あの後すぐに、俺はいつも通っていた店に行って今後は利用しないと宣言した。店の女たちはお得意様がいなくなる、と大騒ぎして止めようとした。何も全く来なくなる事ないじゃない、と。
だが俺は引かなかった。メグの受け売りだが決意を語り、メアリーラに対する想いを熱く語ったのだ。そうしたらいつの間にかかなり時間が過ぎていたようで、店の者は皆、わかった、もう来なくていいから帰ってくれと口にした。
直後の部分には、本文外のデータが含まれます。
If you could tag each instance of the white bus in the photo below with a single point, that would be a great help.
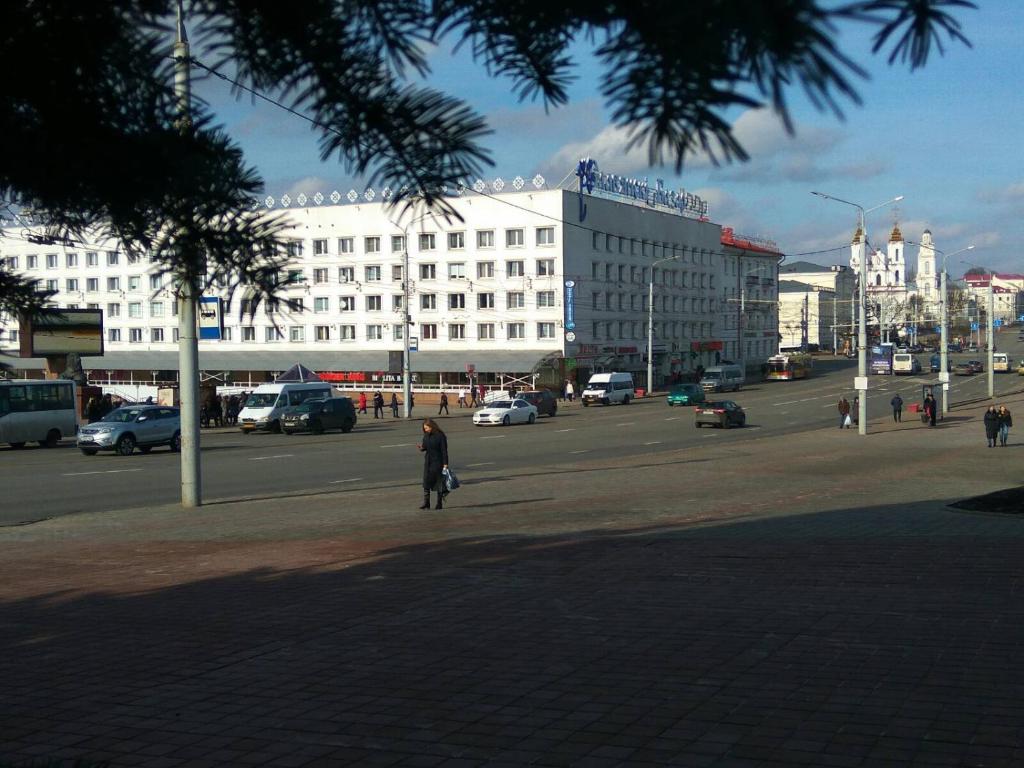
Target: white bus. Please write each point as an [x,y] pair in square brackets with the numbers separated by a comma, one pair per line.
[41,411]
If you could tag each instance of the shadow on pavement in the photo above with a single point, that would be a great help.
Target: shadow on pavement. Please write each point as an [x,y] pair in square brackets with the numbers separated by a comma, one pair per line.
[860,637]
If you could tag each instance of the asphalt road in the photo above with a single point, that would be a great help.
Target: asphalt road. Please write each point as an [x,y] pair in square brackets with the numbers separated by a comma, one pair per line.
[40,483]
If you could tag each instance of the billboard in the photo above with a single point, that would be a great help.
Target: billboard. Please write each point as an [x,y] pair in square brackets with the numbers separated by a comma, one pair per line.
[53,332]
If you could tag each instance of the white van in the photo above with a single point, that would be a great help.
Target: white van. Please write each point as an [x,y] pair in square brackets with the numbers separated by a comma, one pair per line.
[723,378]
[267,401]
[608,388]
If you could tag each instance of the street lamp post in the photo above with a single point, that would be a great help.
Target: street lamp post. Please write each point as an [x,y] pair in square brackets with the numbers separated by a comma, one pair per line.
[861,381]
[650,324]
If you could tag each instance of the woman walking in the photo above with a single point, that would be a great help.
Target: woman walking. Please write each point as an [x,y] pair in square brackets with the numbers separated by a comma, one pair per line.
[991,425]
[434,448]
[1005,423]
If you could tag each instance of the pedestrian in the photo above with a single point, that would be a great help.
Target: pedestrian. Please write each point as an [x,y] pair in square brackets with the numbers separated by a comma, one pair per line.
[930,409]
[434,449]
[991,425]
[844,413]
[897,403]
[1005,423]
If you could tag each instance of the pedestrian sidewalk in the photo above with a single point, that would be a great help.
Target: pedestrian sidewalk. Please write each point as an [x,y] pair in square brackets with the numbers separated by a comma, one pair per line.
[807,599]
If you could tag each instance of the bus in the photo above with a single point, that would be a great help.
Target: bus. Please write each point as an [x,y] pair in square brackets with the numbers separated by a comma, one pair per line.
[37,411]
[788,367]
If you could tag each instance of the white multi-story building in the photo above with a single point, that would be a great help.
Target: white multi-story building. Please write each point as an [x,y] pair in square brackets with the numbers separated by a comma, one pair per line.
[526,283]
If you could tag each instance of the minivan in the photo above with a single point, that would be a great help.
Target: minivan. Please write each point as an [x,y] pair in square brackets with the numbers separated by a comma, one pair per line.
[723,378]
[608,388]
[267,402]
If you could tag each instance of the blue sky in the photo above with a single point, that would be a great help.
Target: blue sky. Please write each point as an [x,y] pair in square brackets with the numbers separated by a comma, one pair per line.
[947,137]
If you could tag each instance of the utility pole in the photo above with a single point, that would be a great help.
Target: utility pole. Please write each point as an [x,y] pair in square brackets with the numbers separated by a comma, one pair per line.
[187,295]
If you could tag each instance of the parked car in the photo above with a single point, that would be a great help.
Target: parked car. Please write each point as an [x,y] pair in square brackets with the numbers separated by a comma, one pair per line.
[543,399]
[318,416]
[126,428]
[686,394]
[505,413]
[722,414]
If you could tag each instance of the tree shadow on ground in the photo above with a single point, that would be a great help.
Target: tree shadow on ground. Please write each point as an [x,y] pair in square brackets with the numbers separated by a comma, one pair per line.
[842,635]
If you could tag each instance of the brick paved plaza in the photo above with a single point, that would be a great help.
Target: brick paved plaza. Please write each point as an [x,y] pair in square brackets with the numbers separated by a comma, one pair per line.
[807,600]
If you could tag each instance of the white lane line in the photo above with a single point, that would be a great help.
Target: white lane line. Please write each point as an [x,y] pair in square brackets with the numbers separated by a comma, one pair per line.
[101,472]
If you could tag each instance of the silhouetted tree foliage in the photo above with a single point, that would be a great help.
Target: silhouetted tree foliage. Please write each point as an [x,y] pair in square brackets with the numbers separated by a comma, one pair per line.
[92,140]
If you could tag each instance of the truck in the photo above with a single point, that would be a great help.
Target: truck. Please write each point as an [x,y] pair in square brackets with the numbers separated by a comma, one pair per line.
[881,358]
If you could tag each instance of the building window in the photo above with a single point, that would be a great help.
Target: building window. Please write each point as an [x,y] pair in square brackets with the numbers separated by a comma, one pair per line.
[545,236]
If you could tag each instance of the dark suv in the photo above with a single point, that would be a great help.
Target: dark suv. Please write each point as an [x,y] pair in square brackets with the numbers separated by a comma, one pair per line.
[543,399]
[317,416]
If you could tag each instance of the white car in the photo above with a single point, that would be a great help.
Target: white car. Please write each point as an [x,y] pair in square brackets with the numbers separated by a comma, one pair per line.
[506,413]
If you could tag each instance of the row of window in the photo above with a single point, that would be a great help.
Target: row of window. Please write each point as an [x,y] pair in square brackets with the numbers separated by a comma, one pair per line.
[514,238]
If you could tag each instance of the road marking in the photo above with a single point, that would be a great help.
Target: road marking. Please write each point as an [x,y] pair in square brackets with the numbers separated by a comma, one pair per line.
[101,472]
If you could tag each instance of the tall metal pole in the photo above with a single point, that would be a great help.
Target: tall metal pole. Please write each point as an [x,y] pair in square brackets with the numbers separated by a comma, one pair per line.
[187,290]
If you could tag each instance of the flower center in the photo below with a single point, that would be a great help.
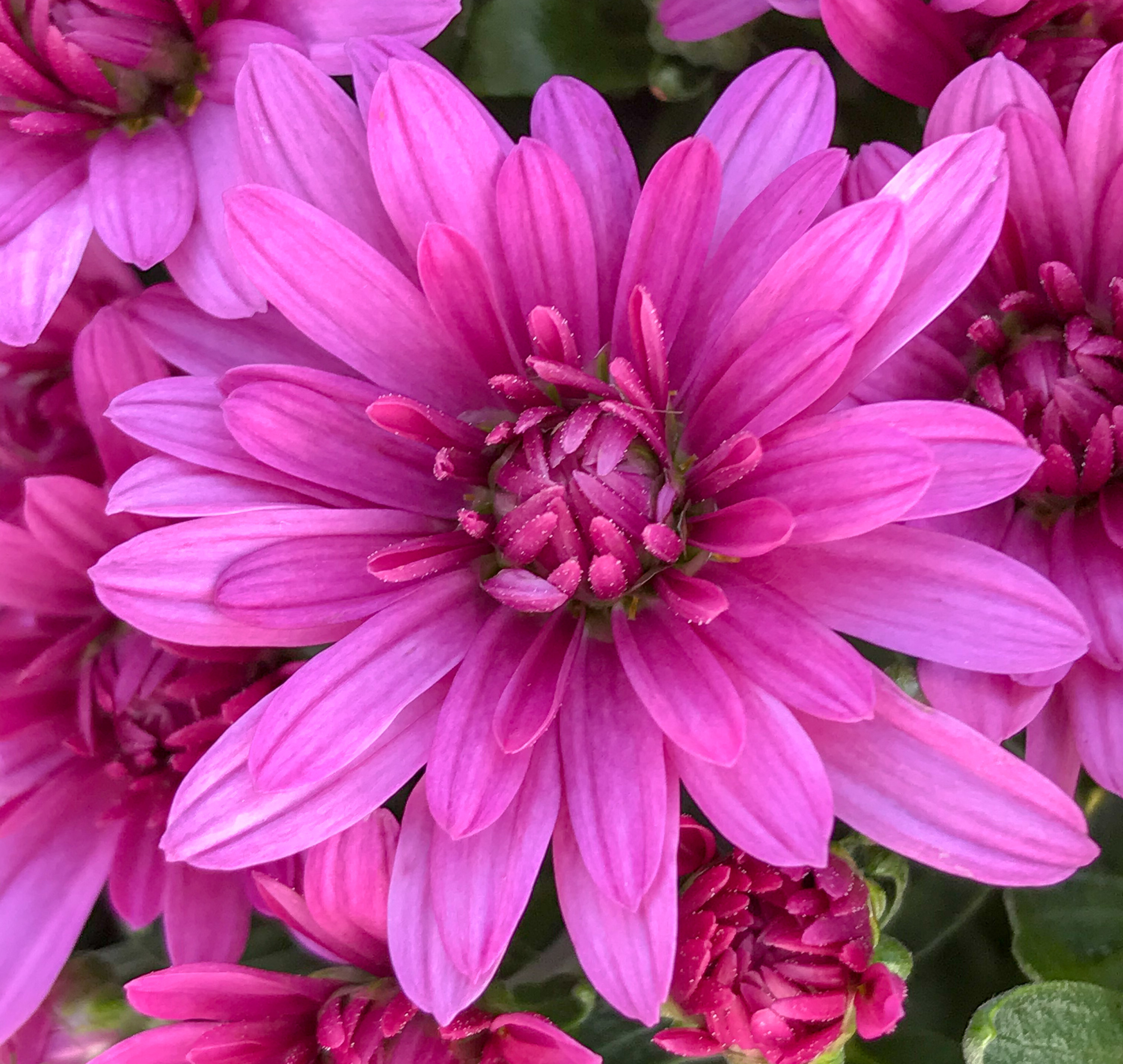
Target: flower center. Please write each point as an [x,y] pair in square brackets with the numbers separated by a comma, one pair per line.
[1053,366]
[81,66]
[1057,41]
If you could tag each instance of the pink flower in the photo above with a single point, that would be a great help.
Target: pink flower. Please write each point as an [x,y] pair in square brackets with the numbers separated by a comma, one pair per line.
[42,430]
[913,49]
[1038,338]
[99,723]
[526,538]
[701,20]
[119,118]
[776,961]
[345,1016]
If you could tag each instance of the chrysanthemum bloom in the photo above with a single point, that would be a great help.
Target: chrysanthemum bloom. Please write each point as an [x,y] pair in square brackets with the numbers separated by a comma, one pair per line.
[600,549]
[117,117]
[42,430]
[913,48]
[1039,341]
[776,962]
[701,20]
[357,1015]
[99,723]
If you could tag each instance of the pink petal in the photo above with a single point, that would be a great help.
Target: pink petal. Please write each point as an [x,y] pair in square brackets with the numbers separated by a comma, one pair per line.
[681,683]
[933,596]
[301,134]
[204,264]
[839,479]
[423,965]
[481,885]
[548,240]
[344,699]
[627,954]
[277,824]
[471,780]
[772,639]
[136,583]
[937,791]
[776,113]
[574,121]
[371,317]
[905,48]
[38,264]
[670,237]
[142,192]
[206,915]
[52,869]
[775,800]
[980,95]
[613,760]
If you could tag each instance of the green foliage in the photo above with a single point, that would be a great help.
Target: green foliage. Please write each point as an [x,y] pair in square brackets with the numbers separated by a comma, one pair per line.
[1058,1023]
[1073,931]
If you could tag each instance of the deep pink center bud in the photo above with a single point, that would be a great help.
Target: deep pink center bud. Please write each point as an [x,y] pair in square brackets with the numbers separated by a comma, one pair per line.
[1057,41]
[778,962]
[82,66]
[1053,366]
[149,715]
[579,492]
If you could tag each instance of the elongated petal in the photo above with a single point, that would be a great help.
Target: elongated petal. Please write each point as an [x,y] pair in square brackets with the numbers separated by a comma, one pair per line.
[548,240]
[371,317]
[206,915]
[471,779]
[995,706]
[935,596]
[773,641]
[299,132]
[576,121]
[344,699]
[613,761]
[142,192]
[423,965]
[52,869]
[276,824]
[681,683]
[38,264]
[905,48]
[954,196]
[982,93]
[346,885]
[773,115]
[787,822]
[981,458]
[933,789]
[670,237]
[481,885]
[135,582]
[628,955]
[840,480]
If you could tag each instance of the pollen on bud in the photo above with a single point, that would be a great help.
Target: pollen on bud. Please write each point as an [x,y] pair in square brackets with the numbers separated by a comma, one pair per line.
[775,962]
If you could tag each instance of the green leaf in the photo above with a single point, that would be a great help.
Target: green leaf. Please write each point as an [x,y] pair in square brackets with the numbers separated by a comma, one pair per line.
[514,46]
[1073,931]
[907,1048]
[1059,1023]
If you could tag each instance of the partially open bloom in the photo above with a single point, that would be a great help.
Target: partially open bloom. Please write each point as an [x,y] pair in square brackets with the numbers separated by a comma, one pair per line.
[913,48]
[99,723]
[778,961]
[700,20]
[572,506]
[118,117]
[355,1015]
[1038,338]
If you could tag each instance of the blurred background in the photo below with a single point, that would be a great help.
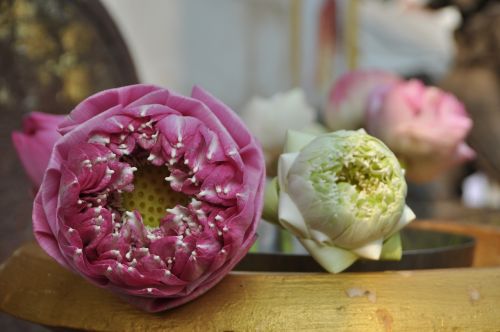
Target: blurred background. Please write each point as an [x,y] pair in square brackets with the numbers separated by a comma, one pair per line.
[54,53]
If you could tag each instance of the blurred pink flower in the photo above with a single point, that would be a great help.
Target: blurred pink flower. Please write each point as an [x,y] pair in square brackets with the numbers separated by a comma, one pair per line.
[151,194]
[424,126]
[34,144]
[346,104]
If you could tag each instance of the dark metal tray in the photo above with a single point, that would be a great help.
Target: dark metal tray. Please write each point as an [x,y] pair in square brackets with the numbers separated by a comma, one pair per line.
[423,249]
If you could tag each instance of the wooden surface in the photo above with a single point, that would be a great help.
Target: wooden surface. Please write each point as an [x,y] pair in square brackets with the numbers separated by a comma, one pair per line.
[487,249]
[35,288]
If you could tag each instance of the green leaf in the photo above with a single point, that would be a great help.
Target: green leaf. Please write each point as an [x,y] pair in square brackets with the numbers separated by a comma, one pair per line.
[392,249]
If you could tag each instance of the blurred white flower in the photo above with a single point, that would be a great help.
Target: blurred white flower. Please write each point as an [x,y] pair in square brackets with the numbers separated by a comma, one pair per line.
[270,118]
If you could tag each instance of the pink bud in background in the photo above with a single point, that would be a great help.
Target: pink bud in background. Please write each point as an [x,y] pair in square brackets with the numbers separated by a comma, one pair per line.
[424,126]
[34,144]
[346,104]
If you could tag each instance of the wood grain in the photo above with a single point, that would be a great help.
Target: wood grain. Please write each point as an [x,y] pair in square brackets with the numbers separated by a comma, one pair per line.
[35,288]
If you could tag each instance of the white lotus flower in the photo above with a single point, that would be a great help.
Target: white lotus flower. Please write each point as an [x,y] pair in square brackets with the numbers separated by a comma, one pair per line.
[269,119]
[343,195]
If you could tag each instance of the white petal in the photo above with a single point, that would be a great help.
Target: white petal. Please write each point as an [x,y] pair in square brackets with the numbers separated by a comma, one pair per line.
[290,217]
[296,140]
[284,164]
[406,217]
[331,258]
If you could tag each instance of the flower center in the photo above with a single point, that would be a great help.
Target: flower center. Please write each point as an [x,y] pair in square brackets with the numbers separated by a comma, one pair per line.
[152,195]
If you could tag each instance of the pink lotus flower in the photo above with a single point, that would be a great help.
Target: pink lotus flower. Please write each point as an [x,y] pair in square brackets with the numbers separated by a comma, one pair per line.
[424,126]
[151,194]
[35,142]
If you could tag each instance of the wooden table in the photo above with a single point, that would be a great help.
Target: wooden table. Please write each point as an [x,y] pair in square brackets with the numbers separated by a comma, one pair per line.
[35,288]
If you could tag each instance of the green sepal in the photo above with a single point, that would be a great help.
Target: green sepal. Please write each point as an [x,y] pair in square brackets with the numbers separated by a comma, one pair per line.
[392,250]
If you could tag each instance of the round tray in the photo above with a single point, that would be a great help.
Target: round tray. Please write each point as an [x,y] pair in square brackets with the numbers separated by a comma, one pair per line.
[423,249]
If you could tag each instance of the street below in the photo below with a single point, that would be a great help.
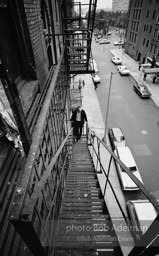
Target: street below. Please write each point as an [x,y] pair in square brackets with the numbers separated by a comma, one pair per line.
[138,118]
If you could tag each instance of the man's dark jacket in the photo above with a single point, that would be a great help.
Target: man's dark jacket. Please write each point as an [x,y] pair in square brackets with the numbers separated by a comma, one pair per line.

熱意が伝わったのだろう。語った甲斐があったな!
「明日、いや今日にでも槍が降ってくるんじゃねぇの……」
弟のワイアットがそんな事を言ってきたが、例え降ってきても構わない。今の俺は何でも出来る気がする! この勢いで再びメアリーラの元へ行き、女遊びはやめたと宣言した。やったぞ、俺はやった!
「そ、そうなのですか……私には関係ないのです!」
素っ気ない! でも可愛い。メグに言われたからだろうか、どことなく彼女が頰を染めているようにも見えるから余計に可愛い。ああ、可愛い。
「俺は本気だ。今日からが本当の本気だ。メアリーラ、君に振り向いてもらうためには何だってする!」
「なっ、むっ、無駄な努力なのですーっ!!」
ギルドのホールで大胆にも宣言してやった。普段なら絶対出来ない事を出来たというだけでも女断ちの効果はあったかもしれない。そうか、俺に足りなかったのは覚悟だったんだ。
いいぞ、オーウェン! 頑張れよ! と飛び交う俺に対しての声援に、今まで感じたことのない喜びを感じた。彼女は真っ赤になって走り去ってしまったけど……いつかきっと、彼女の手を取れるその日まで。何年でも愛を叫び続けてみせる!